Spina bifida (with exact cause unknown) is a congenital defect by which a baby is born with a ‘swelling’ or ‘wound’ on the back, leading to improper development of the spinal cord.

The health condition affects approximately between one and three out of 1,000 newborns globally, according to experts, adding that it is a life-long situation but persons born with it are capable of living long and healthy if properly managed.

Deputy Director, Nursing Services, Lagos University Teaching Hospital (LUTH), Idi-Araba, Ojei Sarat Onyebuka, explained this condition at a one-day media workshop organised by the Festus Fajemilo Foundation (FFF) in Lagos recently.

FFF, which was founded in 2006, is a pioneer NGO in Nigeria advocating the well-being of people with spina bifida and hydrocephalus.

According to Onyebuka, surgery is usually required on babies born with spina bifida, which is to remove the bulge from the back or threaten the wound if the bulge is already burst before delivery.

She noted that the condition is generally problematic, especially when considering the severe type, as the persons living with it may be unable to walk for life on their own or control their urine or faeces.

“Some may even suffer erectile dysfunction to the extent that they may not be able to procreate naturally on their own,” she added.

“And that is why children with spinal bifida need multi-care services from diverse health experts and social workers, and the earlier the better for a good result.

“They will need to use a catheter (a tube) and change it frequently, so likewise do bowel washouts so as not to mess up their body with urine or faeces.

Onyebuka declared that it’s far better to prevent the condition as caring for children with bifida is quite demanding, requiring both parents to join hands for these roles while society, on its part, accepts and gives support to children with the condition.

She noted that because of the challenges, some parents may hide their children at home or throw them away, especially because of stigma or when they find it difficult to cope, rather than enrol them in school for learning.

But upon the whole, she pointed out, spina bifida is not a death sentence, as children with the condition have the potential to study and learn skills and become responsible citizens, urging the government to take the condition with more seriousness.

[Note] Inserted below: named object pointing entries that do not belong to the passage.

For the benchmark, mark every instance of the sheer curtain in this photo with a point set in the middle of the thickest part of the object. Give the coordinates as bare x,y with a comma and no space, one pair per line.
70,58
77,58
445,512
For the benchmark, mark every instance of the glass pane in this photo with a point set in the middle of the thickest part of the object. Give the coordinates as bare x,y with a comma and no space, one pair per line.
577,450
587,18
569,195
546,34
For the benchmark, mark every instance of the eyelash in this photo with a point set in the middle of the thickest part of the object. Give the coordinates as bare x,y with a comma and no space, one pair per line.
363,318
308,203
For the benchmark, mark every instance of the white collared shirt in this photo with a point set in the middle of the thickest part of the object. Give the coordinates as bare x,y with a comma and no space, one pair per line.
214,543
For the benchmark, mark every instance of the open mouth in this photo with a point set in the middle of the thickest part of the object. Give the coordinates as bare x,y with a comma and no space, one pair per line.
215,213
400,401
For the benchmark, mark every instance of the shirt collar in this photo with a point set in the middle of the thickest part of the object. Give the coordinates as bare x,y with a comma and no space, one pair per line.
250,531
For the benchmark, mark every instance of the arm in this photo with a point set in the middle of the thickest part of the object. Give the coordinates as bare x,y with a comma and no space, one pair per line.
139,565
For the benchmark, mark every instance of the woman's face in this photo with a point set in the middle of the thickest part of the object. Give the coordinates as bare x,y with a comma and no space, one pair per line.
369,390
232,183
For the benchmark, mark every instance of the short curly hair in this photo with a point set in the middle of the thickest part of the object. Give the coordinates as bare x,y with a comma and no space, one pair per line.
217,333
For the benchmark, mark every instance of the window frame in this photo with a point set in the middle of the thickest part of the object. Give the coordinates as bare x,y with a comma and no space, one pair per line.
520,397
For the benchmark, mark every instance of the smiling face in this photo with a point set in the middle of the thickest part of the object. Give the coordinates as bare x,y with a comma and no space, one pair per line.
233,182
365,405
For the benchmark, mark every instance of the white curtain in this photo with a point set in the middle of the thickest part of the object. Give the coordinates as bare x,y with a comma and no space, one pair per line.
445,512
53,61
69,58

In her own presentation, a social worker and FFF volunteer, Lara Fernandez, highlighted the importance of growing up youths who are yet to marry to take good care of their health and avoid premarital relationships.

According to her, it is better to avoid the risk of giving birth to children with deformities, as such health conditions usually come with multiple challenges.

“So, I will advise ladies who are yet to marry and those who have married to be taking folic acid daily to boost their immune system and lower the risk of having babies with deformity,” she stated.

Highlighting the impact of FFF in advocacy and care for persons affected by spina bifida and hydrocephalus over 18 years of establishment, the co-founder of the group, Mr Afolabi Fajemilo, said the foundation has built a community of families, providing support in the areas of surgeries, post-surgery rehabilitation, education, psychosocial, and vocational training, among others.

He noted that the foundation has handled no fewer than 240 children and youths directly, while some parents don’t bother to return with their children after their first visit.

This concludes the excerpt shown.